È il momento di dimostrare fermezza e allo stesso tempo di tenere i nervi saldi in nome della realpolitik senza perdere la bussola per le zuffe politiche interne. La sinistra ultrà e il Pd hanno già lanciato il siluro alla Guardia costiera libica, chiedendo di interrompere addestramento, aiuti e le consegne previste di nuove motovedette. Ma possiamo veramente permettercelo, con la Turchia che ci fa già le scarpe in Libia, e in vista di un'estate di passione per l'ondata prevista di migranti?
Le avvisaglie non lasciano dubbi e i numeri parlano chiaro. Da gennaio sono già sbarcati in Italia 10.708 migranti, quasi tre volte tanto lo scorso anno per non parlare del 2019. La Guardia costiera libica ne ha intercettati 6.614, compresi i 650 solo nell'ultimo fine settimana, quando erano partiti in 72 ore 2mila persone. Siamo in grado di abbandonare per rappresaglia la Marina di Tripoli, che quest'estate rimarrebbe ormeggiata di fronte alle partenze dei gommoni? Se la politica vuole farlo, ha un'occasione a portata di mano con il rinnovo in Parlamento delle missioni all'estero entro luglio. L'operazione Miasit prevede espressamente «assistenza e supporto addestrativi e di mentoring alle forze di sicurezza libiche per le attività di controllo e contrasto dell'immigrazione illegale». E per di più «attività per il ripristino dell'efficienza dei principali assetti terrestri, navali e aerei, comprese le relative infrastrutture, funzionali allo sviluppo della capacità libica di controllo del territorio e al supporto per il contrasto dell'immigrazione illegale».
L'ultimo voto dello scorso anno aveva previsto uno stanziamento di 58 milioni di euro per la missione libica. Dieci milioni vanno all'assistenza e supporto della Guardia costiera, compresa la consegna di almeno una motovedetta nuova di zecca.
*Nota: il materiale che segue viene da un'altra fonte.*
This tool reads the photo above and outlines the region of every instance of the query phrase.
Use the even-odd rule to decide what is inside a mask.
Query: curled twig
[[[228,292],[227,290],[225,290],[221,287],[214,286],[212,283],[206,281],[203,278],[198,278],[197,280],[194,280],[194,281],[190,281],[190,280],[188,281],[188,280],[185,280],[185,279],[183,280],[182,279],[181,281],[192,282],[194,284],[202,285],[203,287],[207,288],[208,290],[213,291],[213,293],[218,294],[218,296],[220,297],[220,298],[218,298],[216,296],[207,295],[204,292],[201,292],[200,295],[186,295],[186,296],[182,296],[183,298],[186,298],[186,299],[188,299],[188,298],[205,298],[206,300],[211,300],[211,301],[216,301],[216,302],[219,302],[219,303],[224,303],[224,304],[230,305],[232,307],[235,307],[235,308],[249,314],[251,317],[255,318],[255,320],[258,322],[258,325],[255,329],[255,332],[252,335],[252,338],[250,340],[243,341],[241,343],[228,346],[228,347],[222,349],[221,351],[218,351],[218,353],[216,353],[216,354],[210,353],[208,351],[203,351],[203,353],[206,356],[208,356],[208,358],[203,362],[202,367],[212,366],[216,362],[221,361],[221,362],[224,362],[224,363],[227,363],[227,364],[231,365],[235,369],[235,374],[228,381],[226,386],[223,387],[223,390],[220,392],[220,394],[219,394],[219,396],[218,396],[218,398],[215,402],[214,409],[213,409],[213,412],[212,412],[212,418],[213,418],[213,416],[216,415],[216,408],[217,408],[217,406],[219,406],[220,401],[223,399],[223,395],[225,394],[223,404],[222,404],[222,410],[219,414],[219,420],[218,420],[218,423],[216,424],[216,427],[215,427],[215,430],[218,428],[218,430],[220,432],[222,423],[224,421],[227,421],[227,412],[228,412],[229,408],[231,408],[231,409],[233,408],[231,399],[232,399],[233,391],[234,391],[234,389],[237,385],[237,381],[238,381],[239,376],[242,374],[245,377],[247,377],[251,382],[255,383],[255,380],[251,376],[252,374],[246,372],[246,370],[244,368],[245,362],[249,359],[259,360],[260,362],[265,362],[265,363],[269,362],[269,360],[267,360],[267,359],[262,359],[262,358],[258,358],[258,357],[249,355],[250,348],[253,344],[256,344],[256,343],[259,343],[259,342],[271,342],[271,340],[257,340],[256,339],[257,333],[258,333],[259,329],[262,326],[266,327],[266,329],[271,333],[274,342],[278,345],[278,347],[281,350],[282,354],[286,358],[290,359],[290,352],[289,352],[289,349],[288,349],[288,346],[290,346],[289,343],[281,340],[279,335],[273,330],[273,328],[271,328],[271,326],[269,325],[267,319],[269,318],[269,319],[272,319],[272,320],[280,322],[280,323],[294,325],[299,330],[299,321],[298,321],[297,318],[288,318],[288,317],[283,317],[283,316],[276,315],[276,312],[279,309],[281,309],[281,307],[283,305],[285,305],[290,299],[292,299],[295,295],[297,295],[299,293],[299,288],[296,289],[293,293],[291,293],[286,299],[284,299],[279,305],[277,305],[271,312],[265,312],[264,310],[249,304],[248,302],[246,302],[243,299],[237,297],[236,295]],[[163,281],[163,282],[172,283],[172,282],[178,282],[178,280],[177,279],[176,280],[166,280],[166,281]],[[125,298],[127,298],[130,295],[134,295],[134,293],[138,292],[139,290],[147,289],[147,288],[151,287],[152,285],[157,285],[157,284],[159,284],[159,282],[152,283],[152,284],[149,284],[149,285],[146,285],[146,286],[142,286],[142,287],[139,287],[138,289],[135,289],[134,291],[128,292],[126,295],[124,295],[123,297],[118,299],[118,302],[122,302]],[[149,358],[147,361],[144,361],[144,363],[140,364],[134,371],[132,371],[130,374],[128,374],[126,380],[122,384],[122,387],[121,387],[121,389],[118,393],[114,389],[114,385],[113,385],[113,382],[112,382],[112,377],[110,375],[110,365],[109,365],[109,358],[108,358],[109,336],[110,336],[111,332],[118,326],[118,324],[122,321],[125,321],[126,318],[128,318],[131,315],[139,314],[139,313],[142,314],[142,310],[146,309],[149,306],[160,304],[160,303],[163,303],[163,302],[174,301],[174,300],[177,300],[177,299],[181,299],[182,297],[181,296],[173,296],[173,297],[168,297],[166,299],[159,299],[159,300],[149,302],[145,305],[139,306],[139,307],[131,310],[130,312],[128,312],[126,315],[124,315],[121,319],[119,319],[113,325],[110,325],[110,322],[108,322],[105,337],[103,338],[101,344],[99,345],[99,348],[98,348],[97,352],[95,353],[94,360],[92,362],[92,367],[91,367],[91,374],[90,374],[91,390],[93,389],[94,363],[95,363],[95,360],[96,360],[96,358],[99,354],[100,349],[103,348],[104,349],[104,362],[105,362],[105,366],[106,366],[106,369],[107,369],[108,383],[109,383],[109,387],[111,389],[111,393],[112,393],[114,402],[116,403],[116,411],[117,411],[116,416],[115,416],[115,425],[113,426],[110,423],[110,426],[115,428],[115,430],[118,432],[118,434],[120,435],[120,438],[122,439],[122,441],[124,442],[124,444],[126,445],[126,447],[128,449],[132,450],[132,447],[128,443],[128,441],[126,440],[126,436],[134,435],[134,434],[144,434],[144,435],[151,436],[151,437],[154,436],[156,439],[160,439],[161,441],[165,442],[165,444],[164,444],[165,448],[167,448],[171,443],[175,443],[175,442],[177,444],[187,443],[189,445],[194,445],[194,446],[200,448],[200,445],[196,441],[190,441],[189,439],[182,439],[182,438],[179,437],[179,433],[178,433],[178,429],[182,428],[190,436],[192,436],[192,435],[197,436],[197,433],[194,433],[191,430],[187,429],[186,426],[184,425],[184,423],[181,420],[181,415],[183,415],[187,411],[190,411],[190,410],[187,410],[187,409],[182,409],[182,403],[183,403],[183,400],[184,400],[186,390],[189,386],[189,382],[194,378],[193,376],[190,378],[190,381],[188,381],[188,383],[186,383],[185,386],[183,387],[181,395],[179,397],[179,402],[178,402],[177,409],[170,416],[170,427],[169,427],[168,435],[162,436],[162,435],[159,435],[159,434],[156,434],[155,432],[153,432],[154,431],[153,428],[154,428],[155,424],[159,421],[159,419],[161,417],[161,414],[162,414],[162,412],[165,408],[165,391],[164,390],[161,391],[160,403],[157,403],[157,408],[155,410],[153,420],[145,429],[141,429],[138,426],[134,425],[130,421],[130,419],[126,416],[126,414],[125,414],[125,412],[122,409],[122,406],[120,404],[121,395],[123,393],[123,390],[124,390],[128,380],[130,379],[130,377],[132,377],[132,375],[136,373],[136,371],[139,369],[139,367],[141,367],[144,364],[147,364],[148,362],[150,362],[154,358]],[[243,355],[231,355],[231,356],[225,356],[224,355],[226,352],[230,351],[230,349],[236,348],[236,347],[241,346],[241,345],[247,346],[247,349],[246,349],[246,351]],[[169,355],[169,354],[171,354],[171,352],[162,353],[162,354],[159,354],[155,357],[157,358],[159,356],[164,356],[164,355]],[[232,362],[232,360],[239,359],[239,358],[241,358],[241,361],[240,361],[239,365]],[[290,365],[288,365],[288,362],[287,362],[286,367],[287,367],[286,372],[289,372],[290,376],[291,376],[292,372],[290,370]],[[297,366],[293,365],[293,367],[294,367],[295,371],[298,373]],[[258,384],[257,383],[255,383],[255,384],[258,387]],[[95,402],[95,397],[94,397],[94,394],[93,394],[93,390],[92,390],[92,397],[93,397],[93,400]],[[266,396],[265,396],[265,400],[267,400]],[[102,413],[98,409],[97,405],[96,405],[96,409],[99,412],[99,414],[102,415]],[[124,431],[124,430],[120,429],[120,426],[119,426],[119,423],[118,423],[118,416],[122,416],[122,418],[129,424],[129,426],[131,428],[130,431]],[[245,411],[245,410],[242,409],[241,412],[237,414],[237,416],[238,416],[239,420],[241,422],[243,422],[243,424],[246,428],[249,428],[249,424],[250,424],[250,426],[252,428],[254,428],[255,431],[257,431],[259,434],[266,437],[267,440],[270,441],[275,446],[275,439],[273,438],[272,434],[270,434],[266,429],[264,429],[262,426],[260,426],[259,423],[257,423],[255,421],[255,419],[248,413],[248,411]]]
Se le forze politiche pensano sia giusto depennare gli aiuti dopo che i libici hanno sparato, che lo facciano alzando la mano in Parlamento, ma poi si preparino allo sbarco del 60% di migranti in più. E soprattutto a perdere la Libia lasciandola all'abbraccio dei turchi, proprio ora che ex gheddafiani, disponibili nei confronti dell'Italia, hanno il potere a Tripoli.

Non è il teatrino della politica che si agita attorno al proprio ombelico, ma realpolitik in nome degli interessi nazionali nel Mare nostrum.